Her Teary Eyes

 She slipped into a sandalwood shade pyjama, pulled over her head a jacquard cotton salwar top and pinned the pleated maroon shawl on the shoulder.  Na, she wasn't going to wrap the dupatta around the neck. In the years, she had grown a little fat, the shawl flowing down straight would make her look a head taller than she was to compensate for that. She stood in front of the mirror on the dressing table, it not being a full length one, she couldn't figure out how the designer maroon sandal matched with the rest of the attire.  But she confidently presumed it would provide an elegant matching. With a self-pride oozing from her into the surroundings and a bright smile on lips, she took her purse, locked the room and stepped into the hotel foyer.  From there into the doorway and to the walkway outside. 

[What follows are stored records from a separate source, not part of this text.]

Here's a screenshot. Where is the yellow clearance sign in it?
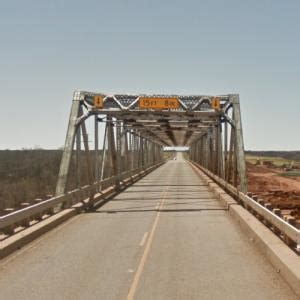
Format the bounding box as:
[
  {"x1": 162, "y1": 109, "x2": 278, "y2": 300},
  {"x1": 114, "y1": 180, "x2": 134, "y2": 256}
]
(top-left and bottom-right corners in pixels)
[
  {"x1": 94, "y1": 95, "x2": 103, "y2": 108},
  {"x1": 139, "y1": 97, "x2": 180, "y2": 109},
  {"x1": 211, "y1": 97, "x2": 221, "y2": 110}
]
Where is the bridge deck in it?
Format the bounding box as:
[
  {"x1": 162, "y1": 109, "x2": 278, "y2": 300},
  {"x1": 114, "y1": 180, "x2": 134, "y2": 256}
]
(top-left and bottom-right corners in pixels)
[{"x1": 0, "y1": 158, "x2": 297, "y2": 300}]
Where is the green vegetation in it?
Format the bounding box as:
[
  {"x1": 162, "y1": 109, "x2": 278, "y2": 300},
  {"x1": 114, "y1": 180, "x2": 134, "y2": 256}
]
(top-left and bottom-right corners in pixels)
[
  {"x1": 0, "y1": 149, "x2": 97, "y2": 210},
  {"x1": 246, "y1": 151, "x2": 300, "y2": 167}
]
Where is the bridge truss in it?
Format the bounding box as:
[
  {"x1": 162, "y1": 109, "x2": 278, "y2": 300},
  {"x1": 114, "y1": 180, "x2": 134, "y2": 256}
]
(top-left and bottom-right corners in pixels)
[
  {"x1": 0, "y1": 91, "x2": 300, "y2": 258},
  {"x1": 56, "y1": 91, "x2": 247, "y2": 204}
]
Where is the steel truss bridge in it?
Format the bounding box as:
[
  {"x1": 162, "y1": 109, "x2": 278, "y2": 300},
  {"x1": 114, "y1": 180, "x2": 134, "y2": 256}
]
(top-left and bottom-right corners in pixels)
[{"x1": 0, "y1": 91, "x2": 300, "y2": 299}]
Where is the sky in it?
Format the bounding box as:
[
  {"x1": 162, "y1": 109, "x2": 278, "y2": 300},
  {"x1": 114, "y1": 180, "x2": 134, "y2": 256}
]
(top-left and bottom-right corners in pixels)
[{"x1": 0, "y1": 0, "x2": 300, "y2": 150}]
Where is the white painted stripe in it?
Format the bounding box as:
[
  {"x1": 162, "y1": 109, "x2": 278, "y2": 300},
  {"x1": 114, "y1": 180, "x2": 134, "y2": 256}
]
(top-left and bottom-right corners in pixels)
[{"x1": 140, "y1": 232, "x2": 148, "y2": 247}]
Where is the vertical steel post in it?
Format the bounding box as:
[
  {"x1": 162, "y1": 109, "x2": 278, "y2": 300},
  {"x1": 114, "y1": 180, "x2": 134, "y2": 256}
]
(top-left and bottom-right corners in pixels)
[
  {"x1": 100, "y1": 123, "x2": 107, "y2": 189},
  {"x1": 76, "y1": 125, "x2": 81, "y2": 188},
  {"x1": 94, "y1": 114, "x2": 99, "y2": 183},
  {"x1": 107, "y1": 116, "x2": 120, "y2": 189},
  {"x1": 229, "y1": 94, "x2": 248, "y2": 193},
  {"x1": 55, "y1": 92, "x2": 81, "y2": 196}
]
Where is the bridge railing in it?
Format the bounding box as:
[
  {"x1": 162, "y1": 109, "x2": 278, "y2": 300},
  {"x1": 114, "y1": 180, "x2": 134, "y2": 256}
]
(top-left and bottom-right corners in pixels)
[
  {"x1": 191, "y1": 161, "x2": 300, "y2": 251},
  {"x1": 0, "y1": 161, "x2": 164, "y2": 235}
]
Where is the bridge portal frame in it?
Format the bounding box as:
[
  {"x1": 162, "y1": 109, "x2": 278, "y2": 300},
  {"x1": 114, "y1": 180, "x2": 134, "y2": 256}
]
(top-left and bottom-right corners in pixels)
[{"x1": 56, "y1": 91, "x2": 247, "y2": 202}]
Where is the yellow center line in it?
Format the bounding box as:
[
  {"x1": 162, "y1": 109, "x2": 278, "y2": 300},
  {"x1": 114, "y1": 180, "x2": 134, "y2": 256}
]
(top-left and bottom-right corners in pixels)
[{"x1": 127, "y1": 186, "x2": 170, "y2": 300}]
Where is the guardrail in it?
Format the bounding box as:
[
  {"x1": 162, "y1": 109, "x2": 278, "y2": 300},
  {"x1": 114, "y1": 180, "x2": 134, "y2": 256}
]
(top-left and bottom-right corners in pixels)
[
  {"x1": 0, "y1": 161, "x2": 164, "y2": 239},
  {"x1": 190, "y1": 160, "x2": 300, "y2": 249}
]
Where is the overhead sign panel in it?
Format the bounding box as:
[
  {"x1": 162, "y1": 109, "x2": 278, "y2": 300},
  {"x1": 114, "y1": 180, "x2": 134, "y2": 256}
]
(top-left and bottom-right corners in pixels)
[{"x1": 139, "y1": 97, "x2": 180, "y2": 110}]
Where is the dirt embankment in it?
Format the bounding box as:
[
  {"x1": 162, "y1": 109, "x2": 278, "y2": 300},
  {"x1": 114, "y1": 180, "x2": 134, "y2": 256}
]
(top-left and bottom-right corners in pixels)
[{"x1": 247, "y1": 163, "x2": 300, "y2": 223}]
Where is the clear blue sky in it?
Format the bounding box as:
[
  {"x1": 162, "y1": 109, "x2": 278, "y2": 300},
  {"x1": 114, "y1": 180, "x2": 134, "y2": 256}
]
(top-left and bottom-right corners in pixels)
[{"x1": 0, "y1": 0, "x2": 300, "y2": 150}]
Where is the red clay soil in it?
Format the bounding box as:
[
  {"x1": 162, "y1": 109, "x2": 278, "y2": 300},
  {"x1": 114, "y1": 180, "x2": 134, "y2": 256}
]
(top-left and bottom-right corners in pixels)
[{"x1": 247, "y1": 163, "x2": 300, "y2": 225}]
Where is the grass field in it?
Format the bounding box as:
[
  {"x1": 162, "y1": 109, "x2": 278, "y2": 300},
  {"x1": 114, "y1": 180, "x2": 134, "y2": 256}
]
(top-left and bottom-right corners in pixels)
[{"x1": 246, "y1": 154, "x2": 295, "y2": 167}]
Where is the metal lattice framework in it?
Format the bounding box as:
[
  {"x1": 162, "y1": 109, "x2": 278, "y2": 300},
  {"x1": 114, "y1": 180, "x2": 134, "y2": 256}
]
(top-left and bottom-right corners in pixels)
[
  {"x1": 0, "y1": 91, "x2": 300, "y2": 251},
  {"x1": 56, "y1": 91, "x2": 247, "y2": 204}
]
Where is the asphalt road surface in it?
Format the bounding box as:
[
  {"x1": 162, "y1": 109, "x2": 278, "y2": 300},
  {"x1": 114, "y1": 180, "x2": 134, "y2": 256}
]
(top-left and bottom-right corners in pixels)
[{"x1": 0, "y1": 157, "x2": 298, "y2": 300}]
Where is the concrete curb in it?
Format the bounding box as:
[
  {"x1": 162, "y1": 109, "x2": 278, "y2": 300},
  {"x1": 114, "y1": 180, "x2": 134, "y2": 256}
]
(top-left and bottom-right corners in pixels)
[
  {"x1": 191, "y1": 164, "x2": 300, "y2": 297},
  {"x1": 0, "y1": 164, "x2": 162, "y2": 260}
]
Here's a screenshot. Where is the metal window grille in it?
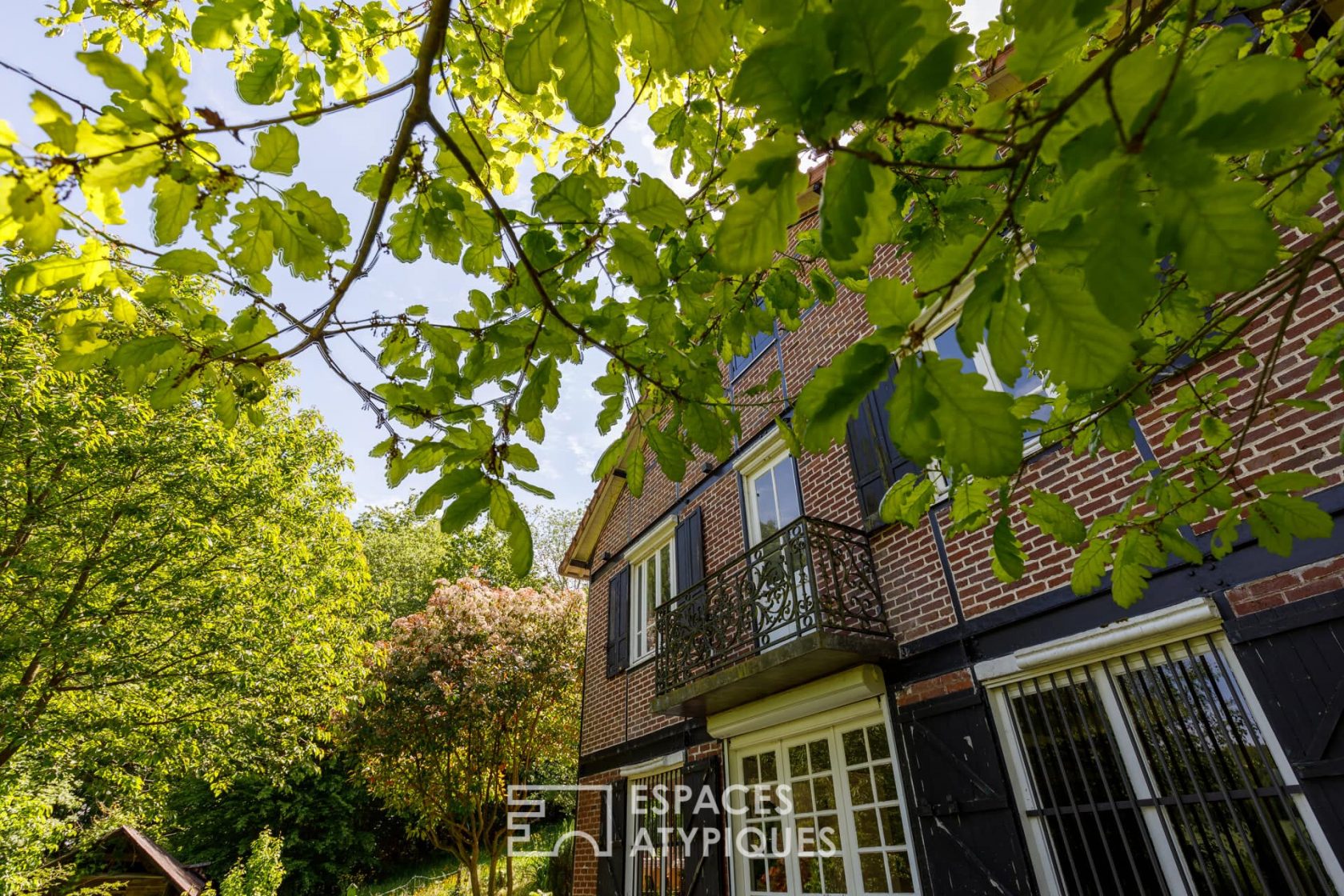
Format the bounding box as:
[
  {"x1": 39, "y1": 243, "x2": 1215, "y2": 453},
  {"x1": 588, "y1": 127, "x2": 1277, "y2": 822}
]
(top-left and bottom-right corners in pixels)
[
  {"x1": 998, "y1": 635, "x2": 1338, "y2": 896},
  {"x1": 628, "y1": 768, "x2": 691, "y2": 896}
]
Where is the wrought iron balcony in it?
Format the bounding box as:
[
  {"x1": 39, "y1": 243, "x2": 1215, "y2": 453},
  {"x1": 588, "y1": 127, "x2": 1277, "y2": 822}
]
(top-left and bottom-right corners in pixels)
[{"x1": 653, "y1": 517, "x2": 897, "y2": 714}]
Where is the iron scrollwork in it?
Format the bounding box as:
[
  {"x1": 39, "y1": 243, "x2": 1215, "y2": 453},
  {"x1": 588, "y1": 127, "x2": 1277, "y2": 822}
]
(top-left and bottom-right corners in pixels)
[{"x1": 654, "y1": 517, "x2": 891, "y2": 694}]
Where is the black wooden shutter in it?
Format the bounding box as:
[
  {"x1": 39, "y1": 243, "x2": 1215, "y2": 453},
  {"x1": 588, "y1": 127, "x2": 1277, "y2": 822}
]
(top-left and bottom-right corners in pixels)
[
  {"x1": 897, "y1": 692, "x2": 1035, "y2": 896},
  {"x1": 846, "y1": 366, "x2": 919, "y2": 526},
  {"x1": 682, "y1": 756, "x2": 725, "y2": 896},
  {"x1": 676, "y1": 508, "x2": 704, "y2": 591},
  {"x1": 597, "y1": 778, "x2": 630, "y2": 896},
  {"x1": 1229, "y1": 591, "x2": 1344, "y2": 854},
  {"x1": 606, "y1": 567, "x2": 630, "y2": 678}
]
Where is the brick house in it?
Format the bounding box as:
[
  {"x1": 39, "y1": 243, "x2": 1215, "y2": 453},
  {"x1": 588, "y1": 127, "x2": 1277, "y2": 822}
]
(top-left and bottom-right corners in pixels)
[{"x1": 563, "y1": 168, "x2": 1344, "y2": 896}]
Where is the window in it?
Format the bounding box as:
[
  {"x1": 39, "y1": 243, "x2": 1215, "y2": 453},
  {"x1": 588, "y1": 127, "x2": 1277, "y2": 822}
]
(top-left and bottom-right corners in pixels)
[
  {"x1": 730, "y1": 710, "x2": 917, "y2": 896},
  {"x1": 626, "y1": 526, "x2": 676, "y2": 665},
  {"x1": 994, "y1": 635, "x2": 1340, "y2": 896},
  {"x1": 729, "y1": 326, "x2": 774, "y2": 380},
  {"x1": 625, "y1": 767, "x2": 691, "y2": 896},
  {"x1": 738, "y1": 430, "x2": 816, "y2": 649}
]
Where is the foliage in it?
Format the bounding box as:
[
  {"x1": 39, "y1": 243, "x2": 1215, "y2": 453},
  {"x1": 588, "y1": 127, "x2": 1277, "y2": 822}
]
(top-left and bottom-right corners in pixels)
[
  {"x1": 219, "y1": 830, "x2": 285, "y2": 896},
  {"x1": 0, "y1": 291, "x2": 376, "y2": 881},
  {"x1": 0, "y1": 0, "x2": 1344, "y2": 603},
  {"x1": 355, "y1": 498, "x2": 578, "y2": 619},
  {"x1": 350, "y1": 579, "x2": 583, "y2": 896},
  {"x1": 166, "y1": 747, "x2": 427, "y2": 896}
]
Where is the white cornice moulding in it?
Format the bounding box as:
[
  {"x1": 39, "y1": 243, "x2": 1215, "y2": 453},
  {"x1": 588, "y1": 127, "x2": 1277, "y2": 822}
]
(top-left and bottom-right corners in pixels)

The air outside was a lot freshening.  Hibiscus plants lined the sides of the walkway.  It had rained a while ago.  A lazy breeze originated somewhere in the valley of Neem trees cuddled her hair and made a strain come loose and fall on her forehead.  She touched it fondly and passed her hand over the hibiscus leaves shattering the pearled water dancing on their edges.  

The eastern horizon was big, streaked with the golden glory of the morning sun as though a beautiful lady had sashayed along the sky's edge dropping her gold cannister down letting its content spread in sheets.  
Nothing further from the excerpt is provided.